Repository files navigation

End-to-End Data Analysis: From Kaggle API to Pandas Data Cleaning to PostgreSQL Data Analysis to Power BI Dashboards

📊 Project Overview

Project Flow A comprehensive data analysis project that demonstrates the complete data pipeline from data collection to visualization. The project analyzes sales, profit, and revenue data using various tools and technologies.

🛠️ Technologies Used

  • Python (Pandas) for data cleaning
  • Kaggle API for data collection
  • PostgreSQL for data storage and analysis
  • Power BI for visualization
  • SQL for data querying

📋 Project Structure

  1. Data Collection

    • Utilized Kaggle API to fetch CSV datasets
    • Automated data retrieval process
  2. Data Cleaning (Python/Pandas)

    • Handled missing values
    • Standardized data formats
    • Created derived columns
    • Removed duplicates
  3. Database Operations

    • PostgreSQL database setup
    • Data import and storage
    • Complex SQL queries for analysis Creating Table
      create table afra_pd(
         		order_id int primary key,
         		order_date date,
         		ship_mode varchar(20),
         		segment varchar(20),
         		country varchar(20),
         		city varchar(20),
         		state varchar(20),
         		postal_code varchar(20),
         		region varchar(20),
         		category varchar(20),
         		sub_category varchar(20),
         		product_id varchar(20),
         		quantity int,
         		discount decimal(7,2),
         		sale_price decimal(7,2),
         		profit decimal(7,2));
      
  4. Data Analysis Key insights revealed through SQL analysis:

  • Top 10 revenue-generating products

  • Regional product performance analysis

  • Month-over-month growth comparison (2022 vs 2023)

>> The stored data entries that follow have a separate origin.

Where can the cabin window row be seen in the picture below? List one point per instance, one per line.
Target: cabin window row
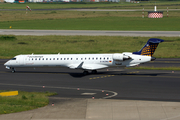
(105, 58)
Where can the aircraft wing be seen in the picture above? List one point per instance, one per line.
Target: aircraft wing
(87, 66)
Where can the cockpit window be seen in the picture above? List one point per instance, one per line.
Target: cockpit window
(13, 59)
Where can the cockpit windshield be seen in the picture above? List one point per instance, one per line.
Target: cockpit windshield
(13, 59)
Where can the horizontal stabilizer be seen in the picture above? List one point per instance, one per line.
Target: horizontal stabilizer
(150, 47)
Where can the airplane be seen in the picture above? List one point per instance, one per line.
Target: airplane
(86, 62)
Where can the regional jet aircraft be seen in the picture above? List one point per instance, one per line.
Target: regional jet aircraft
(86, 62)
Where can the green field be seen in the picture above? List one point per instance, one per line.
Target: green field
(24, 101)
(14, 45)
(76, 20)
(101, 5)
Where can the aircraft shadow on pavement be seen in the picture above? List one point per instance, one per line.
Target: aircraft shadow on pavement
(80, 74)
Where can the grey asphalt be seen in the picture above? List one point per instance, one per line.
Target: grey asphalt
(90, 33)
(116, 94)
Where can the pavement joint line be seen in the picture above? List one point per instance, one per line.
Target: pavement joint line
(114, 93)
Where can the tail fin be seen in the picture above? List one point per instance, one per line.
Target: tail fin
(150, 47)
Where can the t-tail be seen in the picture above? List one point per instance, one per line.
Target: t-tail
(150, 47)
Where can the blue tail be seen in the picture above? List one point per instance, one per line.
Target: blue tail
(150, 47)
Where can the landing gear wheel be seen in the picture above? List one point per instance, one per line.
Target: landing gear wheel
(85, 72)
(94, 71)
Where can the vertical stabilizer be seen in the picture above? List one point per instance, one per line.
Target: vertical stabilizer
(150, 47)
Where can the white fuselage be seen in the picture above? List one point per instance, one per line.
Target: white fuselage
(77, 61)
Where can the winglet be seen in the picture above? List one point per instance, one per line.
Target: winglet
(150, 47)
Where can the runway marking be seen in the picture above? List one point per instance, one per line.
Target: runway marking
(114, 93)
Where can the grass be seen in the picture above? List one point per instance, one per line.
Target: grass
(24, 101)
(101, 5)
(89, 20)
(156, 68)
(85, 44)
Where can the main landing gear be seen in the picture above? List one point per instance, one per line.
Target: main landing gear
(93, 72)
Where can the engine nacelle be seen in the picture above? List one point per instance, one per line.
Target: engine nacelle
(118, 57)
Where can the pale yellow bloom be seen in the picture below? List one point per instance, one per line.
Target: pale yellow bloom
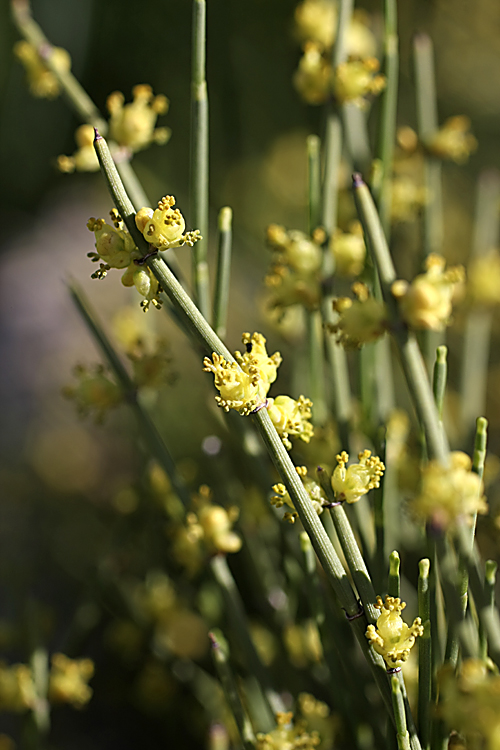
(360, 321)
(133, 125)
(349, 250)
(448, 492)
(426, 303)
(164, 227)
(349, 483)
(256, 357)
(393, 638)
(291, 418)
(354, 80)
(239, 390)
(42, 81)
(453, 141)
(68, 680)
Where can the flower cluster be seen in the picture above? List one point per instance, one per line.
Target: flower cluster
(287, 736)
(243, 386)
(313, 489)
(294, 275)
(349, 250)
(483, 280)
(94, 392)
(471, 703)
(315, 80)
(392, 638)
(208, 531)
(349, 483)
(427, 302)
(164, 227)
(68, 680)
(449, 492)
(131, 128)
(359, 321)
(132, 125)
(41, 81)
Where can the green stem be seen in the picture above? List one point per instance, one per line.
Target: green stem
(411, 357)
(424, 655)
(232, 695)
(394, 581)
(223, 278)
(476, 348)
(388, 115)
(439, 378)
(199, 157)
(76, 95)
(210, 342)
(151, 435)
(399, 712)
(314, 181)
(232, 596)
(489, 587)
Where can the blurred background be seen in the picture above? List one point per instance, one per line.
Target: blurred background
(60, 477)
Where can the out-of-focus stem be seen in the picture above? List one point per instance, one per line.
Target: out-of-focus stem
(411, 357)
(151, 435)
(224, 578)
(74, 92)
(477, 333)
(223, 279)
(388, 114)
(232, 695)
(199, 157)
(424, 656)
(314, 181)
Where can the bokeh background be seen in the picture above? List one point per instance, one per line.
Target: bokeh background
(59, 477)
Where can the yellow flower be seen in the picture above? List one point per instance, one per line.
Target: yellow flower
(349, 483)
(312, 77)
(392, 638)
(426, 303)
(291, 417)
(256, 357)
(68, 680)
(239, 390)
(349, 250)
(17, 689)
(85, 158)
(94, 392)
(164, 227)
(453, 141)
(42, 82)
(360, 321)
(483, 280)
(133, 125)
(448, 492)
(355, 79)
(287, 736)
(114, 244)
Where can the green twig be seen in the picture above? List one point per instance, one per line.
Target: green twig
(232, 695)
(223, 278)
(224, 578)
(424, 656)
(199, 157)
(151, 435)
(411, 357)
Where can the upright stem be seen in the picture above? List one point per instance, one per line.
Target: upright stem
(199, 157)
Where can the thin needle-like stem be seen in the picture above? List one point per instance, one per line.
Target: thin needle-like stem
(199, 157)
(223, 278)
(152, 437)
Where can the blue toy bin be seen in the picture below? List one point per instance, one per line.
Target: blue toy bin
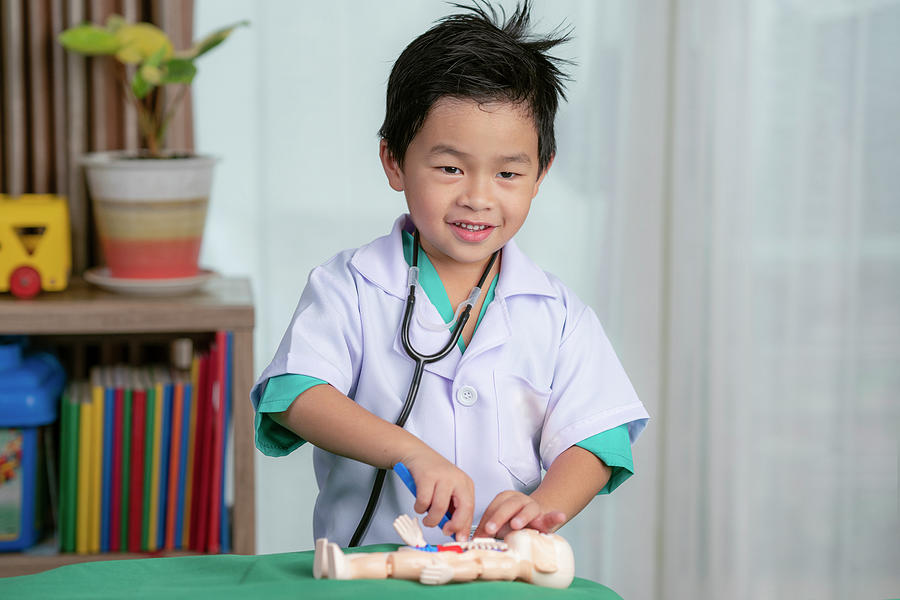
(30, 387)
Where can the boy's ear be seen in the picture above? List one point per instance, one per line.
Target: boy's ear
(391, 167)
(537, 184)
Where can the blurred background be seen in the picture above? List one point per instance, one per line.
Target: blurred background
(724, 196)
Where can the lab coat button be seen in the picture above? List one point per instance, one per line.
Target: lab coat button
(466, 395)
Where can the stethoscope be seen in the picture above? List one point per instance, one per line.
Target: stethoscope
(420, 361)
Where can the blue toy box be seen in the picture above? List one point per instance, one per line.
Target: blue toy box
(30, 386)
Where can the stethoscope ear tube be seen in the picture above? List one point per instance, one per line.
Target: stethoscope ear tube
(420, 361)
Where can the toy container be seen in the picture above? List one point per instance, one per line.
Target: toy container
(30, 387)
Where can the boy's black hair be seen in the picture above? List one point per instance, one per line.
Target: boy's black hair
(482, 56)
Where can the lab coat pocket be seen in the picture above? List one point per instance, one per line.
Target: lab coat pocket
(520, 416)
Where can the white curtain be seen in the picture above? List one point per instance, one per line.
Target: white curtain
(782, 397)
(723, 196)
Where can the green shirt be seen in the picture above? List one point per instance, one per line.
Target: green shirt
(613, 446)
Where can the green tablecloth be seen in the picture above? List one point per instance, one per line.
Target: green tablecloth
(263, 577)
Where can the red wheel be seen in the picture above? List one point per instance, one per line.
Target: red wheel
(25, 282)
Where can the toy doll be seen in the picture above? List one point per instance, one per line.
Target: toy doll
(523, 555)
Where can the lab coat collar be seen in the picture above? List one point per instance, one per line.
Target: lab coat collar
(382, 263)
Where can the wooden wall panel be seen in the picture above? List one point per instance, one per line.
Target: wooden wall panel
(56, 106)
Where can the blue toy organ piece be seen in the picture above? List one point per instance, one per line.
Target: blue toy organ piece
(405, 476)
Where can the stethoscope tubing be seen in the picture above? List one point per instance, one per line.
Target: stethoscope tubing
(420, 361)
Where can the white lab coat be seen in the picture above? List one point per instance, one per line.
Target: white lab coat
(538, 377)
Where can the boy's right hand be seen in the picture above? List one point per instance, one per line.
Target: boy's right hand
(441, 485)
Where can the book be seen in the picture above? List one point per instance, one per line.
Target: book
(96, 441)
(164, 443)
(174, 461)
(126, 457)
(68, 468)
(153, 524)
(138, 442)
(224, 521)
(109, 395)
(192, 438)
(149, 438)
(84, 470)
(115, 520)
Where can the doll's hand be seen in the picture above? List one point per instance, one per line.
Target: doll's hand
(511, 510)
(442, 486)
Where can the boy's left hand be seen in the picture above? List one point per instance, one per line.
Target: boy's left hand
(511, 510)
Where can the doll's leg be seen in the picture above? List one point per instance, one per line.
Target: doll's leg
(371, 565)
(408, 564)
(497, 566)
(320, 561)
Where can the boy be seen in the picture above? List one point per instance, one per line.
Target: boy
(531, 383)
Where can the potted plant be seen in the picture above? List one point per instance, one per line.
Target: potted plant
(149, 206)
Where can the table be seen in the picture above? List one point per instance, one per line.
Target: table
(269, 576)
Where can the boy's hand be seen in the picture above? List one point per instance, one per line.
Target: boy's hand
(441, 485)
(511, 510)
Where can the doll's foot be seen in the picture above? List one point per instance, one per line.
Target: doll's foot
(320, 562)
(337, 563)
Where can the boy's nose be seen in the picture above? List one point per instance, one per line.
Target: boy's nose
(477, 194)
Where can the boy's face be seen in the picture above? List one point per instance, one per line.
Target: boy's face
(469, 176)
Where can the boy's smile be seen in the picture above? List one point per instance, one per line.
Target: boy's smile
(469, 176)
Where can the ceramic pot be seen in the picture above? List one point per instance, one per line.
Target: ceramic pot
(150, 212)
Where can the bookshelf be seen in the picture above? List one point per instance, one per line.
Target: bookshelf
(84, 315)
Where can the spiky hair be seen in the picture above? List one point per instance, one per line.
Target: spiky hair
(483, 55)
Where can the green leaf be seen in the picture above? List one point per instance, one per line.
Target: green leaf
(140, 86)
(178, 70)
(155, 59)
(209, 42)
(114, 22)
(89, 40)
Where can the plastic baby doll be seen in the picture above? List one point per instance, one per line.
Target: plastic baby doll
(524, 555)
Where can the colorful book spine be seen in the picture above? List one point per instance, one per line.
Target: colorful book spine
(115, 512)
(174, 461)
(149, 430)
(96, 466)
(165, 444)
(126, 460)
(109, 395)
(185, 384)
(69, 468)
(84, 459)
(136, 494)
(153, 525)
(224, 525)
(192, 438)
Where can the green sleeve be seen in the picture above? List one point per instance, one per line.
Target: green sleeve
(613, 447)
(271, 438)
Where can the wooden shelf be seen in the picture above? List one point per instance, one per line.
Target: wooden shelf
(224, 303)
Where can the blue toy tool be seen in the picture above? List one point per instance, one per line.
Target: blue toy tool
(401, 470)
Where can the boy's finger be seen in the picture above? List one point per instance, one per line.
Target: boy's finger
(548, 522)
(440, 501)
(502, 514)
(522, 518)
(460, 523)
(424, 492)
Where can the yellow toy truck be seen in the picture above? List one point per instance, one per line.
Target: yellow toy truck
(35, 244)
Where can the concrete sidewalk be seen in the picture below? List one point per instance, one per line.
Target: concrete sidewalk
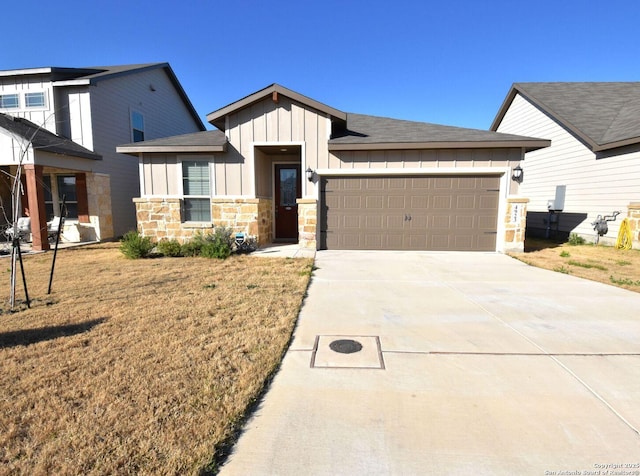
(471, 363)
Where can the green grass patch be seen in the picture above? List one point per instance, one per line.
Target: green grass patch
(624, 281)
(587, 265)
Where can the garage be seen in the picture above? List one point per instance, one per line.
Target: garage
(433, 213)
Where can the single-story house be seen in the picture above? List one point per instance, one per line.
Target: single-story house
(283, 167)
(592, 168)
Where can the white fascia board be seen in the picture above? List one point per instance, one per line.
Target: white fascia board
(22, 72)
(417, 171)
(72, 82)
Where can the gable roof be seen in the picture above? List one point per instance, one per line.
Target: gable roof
(92, 75)
(602, 115)
(217, 117)
(367, 132)
(208, 141)
(43, 139)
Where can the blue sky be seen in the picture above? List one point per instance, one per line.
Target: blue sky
(443, 62)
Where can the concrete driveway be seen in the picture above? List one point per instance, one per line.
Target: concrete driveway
(470, 363)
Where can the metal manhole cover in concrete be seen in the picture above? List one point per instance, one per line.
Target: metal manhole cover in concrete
(345, 346)
(350, 352)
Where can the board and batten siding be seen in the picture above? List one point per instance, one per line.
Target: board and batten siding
(112, 101)
(268, 122)
(595, 185)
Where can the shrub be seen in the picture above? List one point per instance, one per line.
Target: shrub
(135, 246)
(575, 239)
(194, 246)
(212, 245)
(170, 248)
(218, 245)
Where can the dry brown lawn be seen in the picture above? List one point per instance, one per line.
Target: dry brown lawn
(138, 367)
(605, 264)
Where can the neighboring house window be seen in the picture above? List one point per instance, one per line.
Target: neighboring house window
(9, 101)
(65, 185)
(137, 126)
(34, 99)
(196, 191)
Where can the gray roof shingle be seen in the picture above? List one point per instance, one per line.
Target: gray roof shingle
(212, 141)
(43, 139)
(604, 115)
(371, 130)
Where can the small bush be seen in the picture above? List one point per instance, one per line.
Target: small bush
(193, 247)
(212, 245)
(575, 239)
(135, 246)
(171, 248)
(218, 245)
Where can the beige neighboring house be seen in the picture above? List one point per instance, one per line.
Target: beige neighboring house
(594, 159)
(283, 167)
(62, 125)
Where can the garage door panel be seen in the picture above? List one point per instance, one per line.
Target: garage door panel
(441, 202)
(410, 212)
(465, 222)
(465, 202)
(374, 202)
(396, 202)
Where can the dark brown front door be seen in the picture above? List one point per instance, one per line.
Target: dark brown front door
(287, 191)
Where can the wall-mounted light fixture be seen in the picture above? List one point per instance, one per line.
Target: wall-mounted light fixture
(518, 174)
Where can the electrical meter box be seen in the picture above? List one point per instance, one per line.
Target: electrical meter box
(557, 204)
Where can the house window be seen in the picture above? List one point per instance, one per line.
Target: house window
(34, 99)
(196, 191)
(137, 126)
(9, 101)
(63, 186)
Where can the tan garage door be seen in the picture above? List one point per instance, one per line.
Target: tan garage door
(409, 213)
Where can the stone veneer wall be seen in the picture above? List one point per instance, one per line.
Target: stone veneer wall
(633, 214)
(307, 222)
(161, 218)
(244, 215)
(515, 224)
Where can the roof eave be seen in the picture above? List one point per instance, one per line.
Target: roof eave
(216, 118)
(141, 149)
(615, 145)
(517, 89)
(528, 145)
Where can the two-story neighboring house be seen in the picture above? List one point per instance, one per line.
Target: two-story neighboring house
(60, 126)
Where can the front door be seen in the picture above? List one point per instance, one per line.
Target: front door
(288, 187)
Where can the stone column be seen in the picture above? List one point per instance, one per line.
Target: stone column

  • Category-wise monthly sales performance

  • Sub-category profit growth analysis

    📊 SQL Query Explanations with Emojis 🌟


1️⃣ Query 1: Find Top 10 Highest Revenue Generating Products 🛍️💰

--Q-1: find top 10 highest revenue generating products 

SELECT
      product_id, 
      SUM(sale_price)
FROM 
      afra_pd
GROUP BY 
      product_id
ORDER BY 
      SUM(sale_price) DESC
LIMIT 10;

Explanation

  • SELECT product_id, SUM(sale_price) ➡️ We want to find the total revenue (SUM(sale_price)) generated for each product (product_id).

  • FROM afra_pd ➡️ The data is coming from the afra_pd table.

  • GROUP BY product_id ➡️ Group the results by product_id so we can calculate the sum for each product.

  • ORDER BY SUM(sale_price) DESC ➡️ Sort the products by total revenue, from highest to lowest.

  • LIMIT 10 ➡️ Only show the top 10 highest revenue-generating products.

2️⃣ Query 2: Find Top 5 Highest Selling Products in Each Region 🏘️📈

WITH cte AS (
        SELECT 
            region,
            product_id,
            SUM(sale_price) AS sales
        FROM 
            afra_pd
        GROUP BY 
            region, product_id
)
SELECT * 
FROM (
        SELECT *,
               ROW_NUMBER() OVER(PARTITION BY region ORDER BY sales DESC) AS rn
        FROM cte
) A
WHERE rn <= 5;

Explanation

  • WITH cte AS (...) ➡️ We create a Common Table Expression (CTE) cte to calculate the total sales for each product in every region.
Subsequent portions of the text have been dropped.